In contrast to her twin, Stella Vignes is a calm, practical, studious child who often accepts the ways she’s duty-bound to her mother and her town. Because she is quieter than Desiree, she is a bit more difficult to know and is often overshadowed by her louder sister. Stella dreams of being a schoolteacher rather than an actress, a dream that’s thwarted when she has to leave school to help her family earn money. When Stella and Desiree witness their father’s lynching, it’s Stella who nearly cries out in terror, and in that moment, Desiree has the first inkling that her sister might be unknowable, that she might do something that Desiree couldn’t predict. Their father’s death is what sets into motion Stella’s impulse to separate from her sister. While Desiree convinces Stella to leave their mother and Mallard, it’s Stella who decides to disappear entirely, metaphorically killing her Black self to live her life as a white woman. 

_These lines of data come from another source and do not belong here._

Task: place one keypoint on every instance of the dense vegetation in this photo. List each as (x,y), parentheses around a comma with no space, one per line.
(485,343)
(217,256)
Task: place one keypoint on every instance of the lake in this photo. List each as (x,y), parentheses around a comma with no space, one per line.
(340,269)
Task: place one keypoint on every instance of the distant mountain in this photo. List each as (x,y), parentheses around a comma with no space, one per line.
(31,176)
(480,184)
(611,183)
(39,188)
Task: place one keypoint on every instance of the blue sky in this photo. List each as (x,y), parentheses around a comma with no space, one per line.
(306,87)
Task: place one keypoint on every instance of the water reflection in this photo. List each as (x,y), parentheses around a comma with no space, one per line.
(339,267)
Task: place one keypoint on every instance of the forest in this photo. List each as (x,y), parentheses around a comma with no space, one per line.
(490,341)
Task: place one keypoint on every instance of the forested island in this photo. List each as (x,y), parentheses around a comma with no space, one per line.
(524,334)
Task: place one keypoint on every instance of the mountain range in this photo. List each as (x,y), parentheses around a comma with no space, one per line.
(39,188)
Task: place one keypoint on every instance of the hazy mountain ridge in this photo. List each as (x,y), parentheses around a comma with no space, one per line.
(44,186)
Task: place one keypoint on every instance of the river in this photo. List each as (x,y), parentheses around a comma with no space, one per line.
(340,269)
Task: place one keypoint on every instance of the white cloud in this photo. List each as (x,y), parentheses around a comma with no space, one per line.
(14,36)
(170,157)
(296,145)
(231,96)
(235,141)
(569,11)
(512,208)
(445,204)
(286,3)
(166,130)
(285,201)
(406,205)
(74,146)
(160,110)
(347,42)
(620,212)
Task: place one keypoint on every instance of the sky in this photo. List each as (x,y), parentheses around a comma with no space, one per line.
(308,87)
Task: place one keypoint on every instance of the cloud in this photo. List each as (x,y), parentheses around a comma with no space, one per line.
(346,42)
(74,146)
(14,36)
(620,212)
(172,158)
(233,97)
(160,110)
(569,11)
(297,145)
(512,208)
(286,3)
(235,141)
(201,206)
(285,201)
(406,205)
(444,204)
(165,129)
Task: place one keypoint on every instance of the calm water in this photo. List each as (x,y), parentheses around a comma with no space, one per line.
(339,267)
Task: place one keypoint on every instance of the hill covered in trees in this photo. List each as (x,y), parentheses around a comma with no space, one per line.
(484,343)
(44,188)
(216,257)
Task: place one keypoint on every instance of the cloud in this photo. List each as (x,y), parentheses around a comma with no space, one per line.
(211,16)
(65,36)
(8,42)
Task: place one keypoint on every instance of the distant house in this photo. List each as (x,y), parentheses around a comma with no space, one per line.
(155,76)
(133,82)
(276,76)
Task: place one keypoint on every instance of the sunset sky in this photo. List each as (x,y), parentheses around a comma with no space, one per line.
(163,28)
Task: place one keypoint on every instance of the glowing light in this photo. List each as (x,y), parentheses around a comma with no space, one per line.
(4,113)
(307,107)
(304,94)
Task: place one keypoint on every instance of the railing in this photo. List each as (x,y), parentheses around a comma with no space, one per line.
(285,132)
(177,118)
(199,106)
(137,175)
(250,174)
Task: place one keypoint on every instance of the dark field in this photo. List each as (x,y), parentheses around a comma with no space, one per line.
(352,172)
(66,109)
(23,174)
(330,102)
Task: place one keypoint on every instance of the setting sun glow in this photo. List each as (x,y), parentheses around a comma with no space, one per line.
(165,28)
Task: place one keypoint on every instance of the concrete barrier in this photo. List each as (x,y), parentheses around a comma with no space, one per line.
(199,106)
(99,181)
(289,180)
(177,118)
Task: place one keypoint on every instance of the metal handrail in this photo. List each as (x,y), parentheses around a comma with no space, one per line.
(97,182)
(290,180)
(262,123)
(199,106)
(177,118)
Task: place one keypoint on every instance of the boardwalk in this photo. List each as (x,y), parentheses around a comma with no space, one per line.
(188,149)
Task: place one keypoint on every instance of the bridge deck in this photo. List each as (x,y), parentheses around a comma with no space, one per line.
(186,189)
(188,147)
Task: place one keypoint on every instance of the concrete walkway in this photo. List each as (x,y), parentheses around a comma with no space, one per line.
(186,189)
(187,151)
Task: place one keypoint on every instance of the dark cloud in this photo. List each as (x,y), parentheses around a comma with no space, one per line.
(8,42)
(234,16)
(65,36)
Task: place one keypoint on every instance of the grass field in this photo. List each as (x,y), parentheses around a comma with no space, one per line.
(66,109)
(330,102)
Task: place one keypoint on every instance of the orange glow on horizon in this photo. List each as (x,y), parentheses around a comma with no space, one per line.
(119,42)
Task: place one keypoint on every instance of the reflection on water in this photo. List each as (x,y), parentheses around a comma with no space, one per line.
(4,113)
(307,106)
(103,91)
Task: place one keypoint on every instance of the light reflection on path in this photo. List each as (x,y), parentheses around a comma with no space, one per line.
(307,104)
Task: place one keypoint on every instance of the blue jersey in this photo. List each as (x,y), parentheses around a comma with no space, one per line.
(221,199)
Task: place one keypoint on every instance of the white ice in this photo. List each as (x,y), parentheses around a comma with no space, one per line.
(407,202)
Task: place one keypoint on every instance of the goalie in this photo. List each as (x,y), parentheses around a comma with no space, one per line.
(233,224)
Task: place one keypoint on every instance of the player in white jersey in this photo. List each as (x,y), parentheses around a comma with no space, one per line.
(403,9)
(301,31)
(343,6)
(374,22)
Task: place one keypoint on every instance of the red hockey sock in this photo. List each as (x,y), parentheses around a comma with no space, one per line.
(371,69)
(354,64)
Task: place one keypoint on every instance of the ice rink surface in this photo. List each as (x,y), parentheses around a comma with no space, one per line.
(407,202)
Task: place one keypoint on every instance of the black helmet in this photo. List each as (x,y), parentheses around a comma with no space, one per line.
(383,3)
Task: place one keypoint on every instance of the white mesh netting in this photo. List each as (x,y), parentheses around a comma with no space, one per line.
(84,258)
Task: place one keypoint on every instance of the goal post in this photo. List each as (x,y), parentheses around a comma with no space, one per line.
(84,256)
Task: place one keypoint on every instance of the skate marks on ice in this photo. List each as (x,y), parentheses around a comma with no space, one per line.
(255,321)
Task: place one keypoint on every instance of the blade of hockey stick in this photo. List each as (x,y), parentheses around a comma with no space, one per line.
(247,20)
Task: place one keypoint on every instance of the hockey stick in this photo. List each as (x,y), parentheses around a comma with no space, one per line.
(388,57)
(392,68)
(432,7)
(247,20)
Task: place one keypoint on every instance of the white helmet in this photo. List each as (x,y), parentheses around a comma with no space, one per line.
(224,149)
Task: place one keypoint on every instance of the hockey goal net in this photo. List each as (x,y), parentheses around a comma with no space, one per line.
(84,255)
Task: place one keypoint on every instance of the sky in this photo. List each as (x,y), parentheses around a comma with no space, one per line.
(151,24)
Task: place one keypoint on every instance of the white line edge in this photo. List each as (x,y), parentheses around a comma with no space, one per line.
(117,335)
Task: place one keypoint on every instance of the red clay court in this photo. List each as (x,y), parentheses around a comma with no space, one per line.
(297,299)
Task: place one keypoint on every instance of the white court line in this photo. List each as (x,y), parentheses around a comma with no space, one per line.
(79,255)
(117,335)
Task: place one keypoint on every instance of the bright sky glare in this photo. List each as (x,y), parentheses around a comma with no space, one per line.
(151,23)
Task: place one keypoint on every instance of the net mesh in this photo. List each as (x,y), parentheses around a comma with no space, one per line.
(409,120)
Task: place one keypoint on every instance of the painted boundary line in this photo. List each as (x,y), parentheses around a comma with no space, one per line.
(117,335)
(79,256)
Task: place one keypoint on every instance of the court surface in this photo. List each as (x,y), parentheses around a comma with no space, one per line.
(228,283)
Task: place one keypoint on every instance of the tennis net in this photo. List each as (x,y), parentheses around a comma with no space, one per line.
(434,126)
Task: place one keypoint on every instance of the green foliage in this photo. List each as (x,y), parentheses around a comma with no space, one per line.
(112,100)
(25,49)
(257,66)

In passing as white, Stella finds herself filled with homesickness, fear of being discovered, and a profound sense of alienation. Though she believed that there was freedom in whiteness, her performance of whiteness in many ways constricts her life. She is unable to connect authentically with those closest to her—her daughter and her husband—and she longs for the life and sister she left behind. Stella often wields the power of white privilege as a means of protecting her false self, such as when she attempts to prevent the Black Walker family from moving into her neighborhood, when she accuses Reggie Walker of being inappropriate with her, and when she slights her niece Jude to her husband, Blake, in attempt to discredit her. These acts fill her with shame, but it’s these acts of betraying other Black people that make Stella truly feel white. After living as a white woman her entire adult life, Stella is unable to return to Mallard. While it was her sister who wanted to be an actress, Stella is the one who becomes stuck in a performance, one that costs her any chance of an authentic life.